She topped her $15,000 goal of last year’s self-financing campaign and now the album is about to see the light of day. Wednesday’s show coincided with Flores’ birthday in a show at which she was joined by newer generation roots-rock singers Ruby James and Kim Lenz, as well as a surprise appearance during the encore my surviving longtime Ramones member Marky Ramone, who jumped behind the drum kit to bash away enthusiastically on the Jerry Lee Lewis-inspired “I’m On Fire.”
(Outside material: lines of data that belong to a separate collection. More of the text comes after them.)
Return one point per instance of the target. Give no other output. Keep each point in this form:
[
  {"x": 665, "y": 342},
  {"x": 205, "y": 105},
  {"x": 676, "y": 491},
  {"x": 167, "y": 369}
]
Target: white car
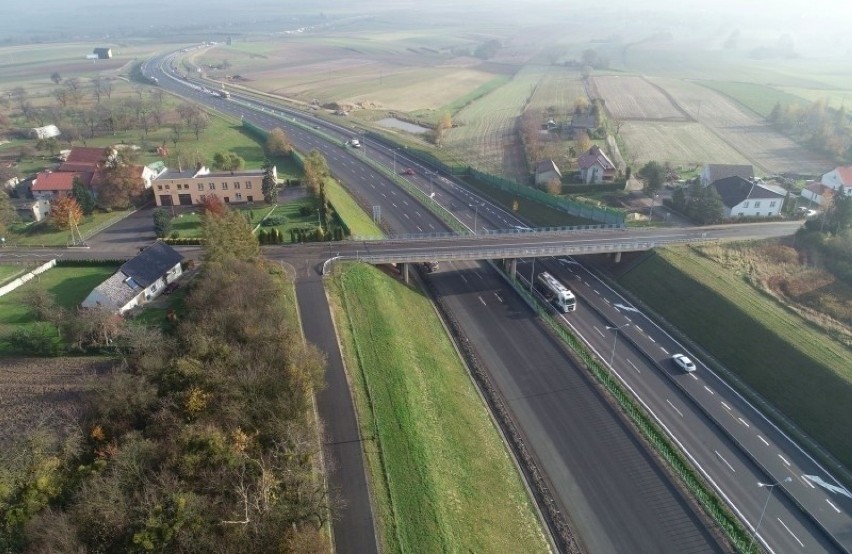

Before that, Flores and her pals, also including longtime roots-scene bassist Russell Scott, tenor saxophonist Stephen Cooper and fiery keyboardist extraordinaire Doña Oxford, zipped through a dozen songs that Martin had recorded during her brief moment in the spotlight in the ‘50s, or on the “Blanco Sessions” album in 2007. Flores explained how, in the conservative atmosphere of the ‘50s, Martin saw her career come crashing abruptly to an end when she got pregnant at 17 and her record label, RCA, dropped her.
“This is for Janis,” Flores said toward the end of the set, “and for all of us she inspired and for all those who should be inspired by her and know more about her.” Flores, who was a leading light of the Southern California roots music scene in the late 1970s and ‘80s fronting the band the Screamin’ Sirens and in various solo configurations, has a new album of her own due for release on Oct. 18, titled “Working Girl’s Guitar.”
And Flores has just been announced as one of the participants in the Rock and Roll Hall of Fame’s Oct. 27 “American Masters” salute to rock founding father Chuck Berry.